Statistical analyses were performed using the original three-class scale (“no influence”/“a little harder”/“a lot harder”), contrary to some studies, in which the NEFI-SF answers were dichotomized or combined for analyses, or only descriptive results were presented. However, skewness of responses undermines the reliability of the logistic regression models in three items, and the pseudo-R2 statistics are low, suggesting the models explained only some of the variation in reported EBs. This implies that factors other than those this study focused on are important for predicting perceived EBs. Because each question was analyzed separately, a type I error (some variable appearing statistically significant by chance) is possible.

The results of the multinomial regressions should be interpreted with caution. The models lack power when, in many items, only a small percentage of respondents perceived them as barriers. The large group choosing “no influence” may consist of people having varying reasons for being unaffected (e.g., they may have good functioning, stay home because of poor functioning, or be positive people less inclined to complain about things). Lacking positive answer categories, the NEFI-SF does not measure the possible beneficial effects of environmental factors on participation.

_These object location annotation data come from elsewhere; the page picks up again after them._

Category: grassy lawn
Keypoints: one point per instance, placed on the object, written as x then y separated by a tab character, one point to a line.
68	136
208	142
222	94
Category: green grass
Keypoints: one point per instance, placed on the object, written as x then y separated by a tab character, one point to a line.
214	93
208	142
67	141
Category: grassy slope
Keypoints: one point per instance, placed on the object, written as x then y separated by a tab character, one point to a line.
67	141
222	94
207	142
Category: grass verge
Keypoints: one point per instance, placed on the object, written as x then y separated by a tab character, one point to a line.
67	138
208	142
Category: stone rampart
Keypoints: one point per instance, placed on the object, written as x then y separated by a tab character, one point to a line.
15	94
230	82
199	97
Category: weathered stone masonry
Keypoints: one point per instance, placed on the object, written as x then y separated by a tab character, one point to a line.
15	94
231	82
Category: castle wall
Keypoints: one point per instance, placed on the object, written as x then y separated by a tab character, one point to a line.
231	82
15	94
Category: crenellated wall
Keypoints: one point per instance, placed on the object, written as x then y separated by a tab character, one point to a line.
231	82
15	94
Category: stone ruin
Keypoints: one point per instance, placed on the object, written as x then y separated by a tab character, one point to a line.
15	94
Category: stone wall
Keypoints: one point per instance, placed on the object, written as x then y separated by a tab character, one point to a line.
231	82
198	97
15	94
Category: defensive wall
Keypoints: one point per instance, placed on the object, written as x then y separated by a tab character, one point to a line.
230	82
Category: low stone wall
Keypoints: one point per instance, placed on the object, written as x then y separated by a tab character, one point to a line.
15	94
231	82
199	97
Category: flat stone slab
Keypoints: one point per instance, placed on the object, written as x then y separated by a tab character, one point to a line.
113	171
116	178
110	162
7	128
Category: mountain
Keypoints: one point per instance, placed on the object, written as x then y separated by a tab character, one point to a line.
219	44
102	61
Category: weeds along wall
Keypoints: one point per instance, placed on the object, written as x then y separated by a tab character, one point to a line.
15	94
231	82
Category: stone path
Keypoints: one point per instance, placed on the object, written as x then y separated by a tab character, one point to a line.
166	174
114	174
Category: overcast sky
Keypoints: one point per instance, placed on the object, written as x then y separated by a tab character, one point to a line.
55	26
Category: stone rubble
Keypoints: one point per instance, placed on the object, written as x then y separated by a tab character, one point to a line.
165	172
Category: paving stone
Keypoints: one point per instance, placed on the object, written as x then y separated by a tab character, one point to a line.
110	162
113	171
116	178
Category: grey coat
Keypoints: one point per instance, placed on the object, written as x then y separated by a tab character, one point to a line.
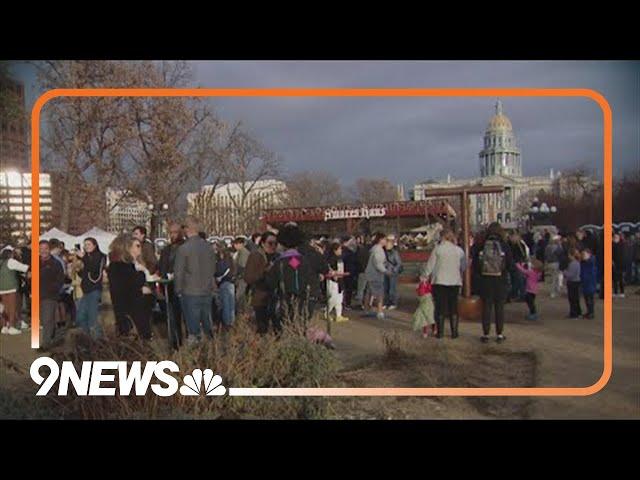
194	268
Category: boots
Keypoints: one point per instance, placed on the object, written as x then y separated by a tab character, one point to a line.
440	322
454	326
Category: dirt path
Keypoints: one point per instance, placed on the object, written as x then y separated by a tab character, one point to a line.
563	352
553	351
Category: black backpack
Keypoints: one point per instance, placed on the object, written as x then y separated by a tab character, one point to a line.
294	276
492	258
563	264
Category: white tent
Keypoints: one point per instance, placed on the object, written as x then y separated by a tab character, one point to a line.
69	240
103	238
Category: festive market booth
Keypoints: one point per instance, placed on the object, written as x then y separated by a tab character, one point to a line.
391	217
415	224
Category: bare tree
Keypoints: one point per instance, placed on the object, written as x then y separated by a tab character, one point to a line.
83	137
177	142
10	108
373	190
314	188
246	172
626	198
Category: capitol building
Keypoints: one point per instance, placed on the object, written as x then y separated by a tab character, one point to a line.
500	165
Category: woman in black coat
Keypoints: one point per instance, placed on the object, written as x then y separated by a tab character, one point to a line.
127	287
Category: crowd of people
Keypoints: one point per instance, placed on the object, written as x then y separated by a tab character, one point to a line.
201	287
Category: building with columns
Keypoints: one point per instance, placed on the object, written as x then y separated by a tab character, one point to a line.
500	164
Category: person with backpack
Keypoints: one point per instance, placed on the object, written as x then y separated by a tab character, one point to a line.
617	254
532	273
9	284
350	259
553	253
336	282
495	262
290	279
394	265
521	254
572	274
225	281
376	271
445	267
362	254
260	262
92	273
588	280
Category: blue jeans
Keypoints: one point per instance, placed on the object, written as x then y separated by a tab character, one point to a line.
518	283
227	294
196	310
87	313
390	290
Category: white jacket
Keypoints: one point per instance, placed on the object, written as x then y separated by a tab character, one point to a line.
446	265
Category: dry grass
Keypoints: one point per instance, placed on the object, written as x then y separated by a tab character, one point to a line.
241	357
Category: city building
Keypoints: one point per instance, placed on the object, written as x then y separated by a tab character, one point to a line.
500	164
235	208
16	204
125	212
13	128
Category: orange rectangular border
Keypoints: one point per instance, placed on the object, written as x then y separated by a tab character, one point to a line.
351	92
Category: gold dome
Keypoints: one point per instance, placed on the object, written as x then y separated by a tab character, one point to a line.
499	122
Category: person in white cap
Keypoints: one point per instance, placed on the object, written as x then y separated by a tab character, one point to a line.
9	269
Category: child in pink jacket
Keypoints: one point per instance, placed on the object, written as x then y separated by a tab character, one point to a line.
532	275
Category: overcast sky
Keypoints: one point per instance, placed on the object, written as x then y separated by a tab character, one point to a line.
412	139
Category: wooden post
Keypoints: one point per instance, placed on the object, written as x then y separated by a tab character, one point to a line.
465	239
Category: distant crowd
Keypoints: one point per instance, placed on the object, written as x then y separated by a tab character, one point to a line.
201	288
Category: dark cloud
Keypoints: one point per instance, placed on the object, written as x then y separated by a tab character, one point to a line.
408	140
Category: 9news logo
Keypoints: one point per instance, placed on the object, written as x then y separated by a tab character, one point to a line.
93	375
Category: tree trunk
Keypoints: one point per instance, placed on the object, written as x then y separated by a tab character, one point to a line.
65	209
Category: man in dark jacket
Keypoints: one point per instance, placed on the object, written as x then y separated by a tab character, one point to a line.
493	287
194	270
618	266
51	281
320	269
363	251
291	277
149	259
166	266
350	260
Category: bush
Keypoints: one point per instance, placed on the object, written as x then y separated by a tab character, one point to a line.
240	356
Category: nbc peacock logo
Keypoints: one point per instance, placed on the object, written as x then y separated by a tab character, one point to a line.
111	378
199	380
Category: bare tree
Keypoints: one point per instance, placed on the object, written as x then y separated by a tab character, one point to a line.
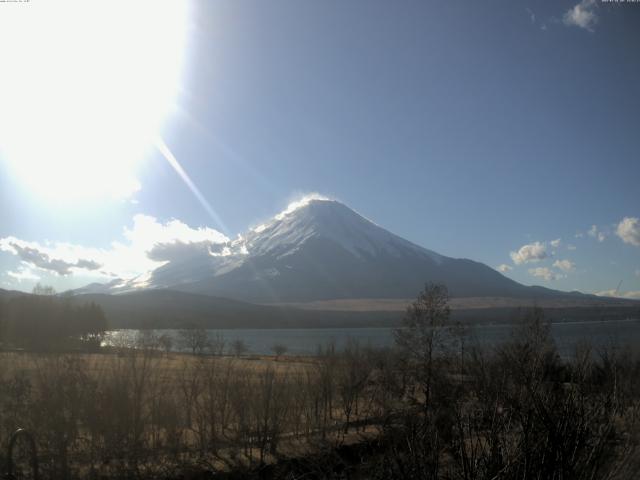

Also, the four-week timeframe of the measure is short, which may have a bearing on the high frequency of “no influence” responses. More psychometric studies on the NEFI-SF are needed.

The female gender and older age categories are slightly over-represented in our sample, although the effect sizes were very small. The possibility of our models not reaching high predictive power because of the biased sample cannot be excluded; it is uncertain that nonsignificant results are due to a real absence of effect. More advanced statistical analyses could be done to explore the matter thoroughly, considering the respondents’ different background characteristics, such as family situation.

The reliability of self-assessment is debatable, especially considering the paradox of barriers [31]: Individuals who potentially would encounter the most barriers restricting participation may avoid activities and situations in which they would be exposed to barriers; thus, reduced participation results in fewer reported barriers. Conversely, those in a better position to overcome barriers generally attempt to participate more often; hence, they become more exposed to the EBs through participation, which generates reporting more barriers. Over 10% of the respondents reported no problems, which could partly be the paradox of barriers at work. Other explanations might be the floor effect of the NEFI-SF [3] or those people reporting no barriers may have good functionality, just as the AIS D group (containing the most respondents) reported fewer restrictions due to EBs than other respondents.

Conclusions

Our study provides the first information about EBs complicating the lives of people with SCI in Finland. The climate, public and private access, and long-distance transport were the most frequently perceived barriers to participation in the Finnish population with SCI, followed by finances, short-distance transport, and political decisions. People with more severe injuries reported more restrictions due to EBs. Society should strive to reduce the impact of EBs on the lives of Finnish people with SCI. Decisionmakers can utilize this data when planning which EBs require the most actions to enable equal, barrier-free participation in society for people with SCI in Finland.